Have you ever heard an audit for fbar to take place or to ask more infomation about the accounts? I read about the penalties and these are draconians!! But i think that the sites which are associated with taxes for expats scare people because they want to find new customers. They are presenting extreme situations wth criminal charges with people who hide millions of dollars in order to scare new taxpayers.
I know about the 10000 hidden accounts in Swirtzeland in 2009 but i think this is the exemption .
And I explain: i read that only 56000 participated in the voluntary disclosure. If you see the data from fbar filing per year , you can see that the filers are increased with a rate 80000-100000 per year. So these people make quiet disclosures, and if they had problems , I am sure that we were informed from the sites...
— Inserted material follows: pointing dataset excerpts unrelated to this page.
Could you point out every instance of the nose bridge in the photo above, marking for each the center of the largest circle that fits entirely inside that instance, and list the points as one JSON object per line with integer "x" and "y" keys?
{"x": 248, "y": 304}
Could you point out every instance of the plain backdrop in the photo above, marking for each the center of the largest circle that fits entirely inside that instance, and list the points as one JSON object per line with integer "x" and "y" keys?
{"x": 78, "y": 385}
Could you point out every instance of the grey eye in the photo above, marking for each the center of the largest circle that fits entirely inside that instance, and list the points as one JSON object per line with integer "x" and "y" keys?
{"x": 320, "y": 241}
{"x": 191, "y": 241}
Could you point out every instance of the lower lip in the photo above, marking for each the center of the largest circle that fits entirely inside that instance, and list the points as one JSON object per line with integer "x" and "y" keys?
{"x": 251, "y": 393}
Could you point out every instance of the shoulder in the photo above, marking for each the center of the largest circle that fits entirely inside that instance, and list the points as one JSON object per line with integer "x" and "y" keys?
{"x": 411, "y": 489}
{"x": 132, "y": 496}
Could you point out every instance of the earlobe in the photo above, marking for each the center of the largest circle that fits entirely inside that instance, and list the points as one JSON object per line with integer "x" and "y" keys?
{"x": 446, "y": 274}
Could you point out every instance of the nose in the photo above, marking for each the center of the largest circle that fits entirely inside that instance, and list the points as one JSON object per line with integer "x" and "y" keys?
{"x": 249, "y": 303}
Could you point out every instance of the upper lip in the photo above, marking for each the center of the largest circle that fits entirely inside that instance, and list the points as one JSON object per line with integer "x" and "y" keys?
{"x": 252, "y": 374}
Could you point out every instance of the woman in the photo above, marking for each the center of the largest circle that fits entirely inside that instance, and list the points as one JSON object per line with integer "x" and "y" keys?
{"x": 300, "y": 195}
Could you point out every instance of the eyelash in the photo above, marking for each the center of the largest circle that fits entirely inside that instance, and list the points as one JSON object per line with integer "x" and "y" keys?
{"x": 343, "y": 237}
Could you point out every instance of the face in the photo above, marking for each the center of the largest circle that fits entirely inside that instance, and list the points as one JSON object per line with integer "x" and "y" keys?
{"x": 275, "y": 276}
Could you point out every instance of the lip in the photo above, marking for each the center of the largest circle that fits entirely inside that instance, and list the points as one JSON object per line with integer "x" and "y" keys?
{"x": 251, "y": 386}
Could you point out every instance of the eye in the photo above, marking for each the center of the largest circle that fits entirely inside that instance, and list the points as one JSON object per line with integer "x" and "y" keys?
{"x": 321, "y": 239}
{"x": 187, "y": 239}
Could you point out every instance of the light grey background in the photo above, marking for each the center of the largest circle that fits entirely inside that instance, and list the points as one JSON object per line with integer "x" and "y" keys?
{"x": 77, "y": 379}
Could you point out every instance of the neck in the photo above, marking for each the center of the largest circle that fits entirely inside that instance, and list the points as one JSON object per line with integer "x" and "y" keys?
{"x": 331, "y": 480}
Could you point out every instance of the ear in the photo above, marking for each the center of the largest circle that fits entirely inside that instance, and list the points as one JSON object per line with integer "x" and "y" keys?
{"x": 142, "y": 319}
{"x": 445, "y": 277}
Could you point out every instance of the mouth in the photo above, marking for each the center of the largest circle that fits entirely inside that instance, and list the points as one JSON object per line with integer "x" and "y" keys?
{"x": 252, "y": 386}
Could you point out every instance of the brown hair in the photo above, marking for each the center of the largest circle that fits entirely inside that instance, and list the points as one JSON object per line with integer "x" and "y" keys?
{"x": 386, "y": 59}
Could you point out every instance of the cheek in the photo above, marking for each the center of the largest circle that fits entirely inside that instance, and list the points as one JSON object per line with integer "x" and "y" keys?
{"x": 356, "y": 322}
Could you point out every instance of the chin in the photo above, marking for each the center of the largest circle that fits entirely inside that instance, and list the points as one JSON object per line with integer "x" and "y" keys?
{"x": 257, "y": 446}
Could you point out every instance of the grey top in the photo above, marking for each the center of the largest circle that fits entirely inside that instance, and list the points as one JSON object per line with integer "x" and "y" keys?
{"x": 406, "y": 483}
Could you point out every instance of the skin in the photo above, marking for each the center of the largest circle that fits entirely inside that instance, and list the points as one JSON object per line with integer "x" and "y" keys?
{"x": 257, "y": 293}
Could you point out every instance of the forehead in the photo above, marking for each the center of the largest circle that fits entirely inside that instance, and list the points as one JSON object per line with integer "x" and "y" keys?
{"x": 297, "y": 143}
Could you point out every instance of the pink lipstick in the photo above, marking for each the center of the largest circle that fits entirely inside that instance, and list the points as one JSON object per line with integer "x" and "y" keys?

If someone leaves USA for ever and the only relationship that has with USA is his social security benefits, will he have any problem with the benefits if he dont file anything?? i will file FBAR for my uncle but i had this interesting question.


can I ask you sth about social security card.

His card has also a middle name (which is father name). this card was issued in 2013. His old card didnt have.

He had not filed a 1040 return for many years when he was living in USA because he only has his social security benefits and he was not required to file.
However we wanted to open tha account in Greece last year and the bank wanted tax residency certificate. So he visited an EA for this form 6166 and the accountant filed a 1040 return in order to take the certificate faster.
Both form 1040 and form 6166 are without the middle initial. Should i mention the middle initial in fbar?
His ssa 1099 has the format first name-m(initial)-surname

I think that there isnt problem because i read that IRS checks the name control, which is the combination between tha ssn and the first 4 letters of the surname.

thank you.


----------



## Bevdeforges

Don't get too bogged down in the details here. 

I have no personal knowledge of any sort of "investigation" or "audit" of an FBAR filing. I have only heard about those used on the "shock and awe" websites - and those involve people with foreign bank accounts or other accounts totaling many millions of $$. 

I have been contacted by the Treasury Dept. asking for additional information regarding an FBAR I had filed. Specifically, they asked for the Employer ID number for my employer (because I was reporting that I had signature power, but no financial interest in my employer's bank account). I reported back to them that the employer was not an US company, so had no EIN. And I have heard nothing back from them since then. (The employer has since gone out of business.)

Given that the Greek bank has asked for your uncle's US SSN, you should probably go ahead and file the FBAR. But it's a "good faith" filing they are looking for and they aren't really going to make a fuss about a middle name vs. middle initial or some other minor variation in the name as reported.
Cheers,
Bev


----------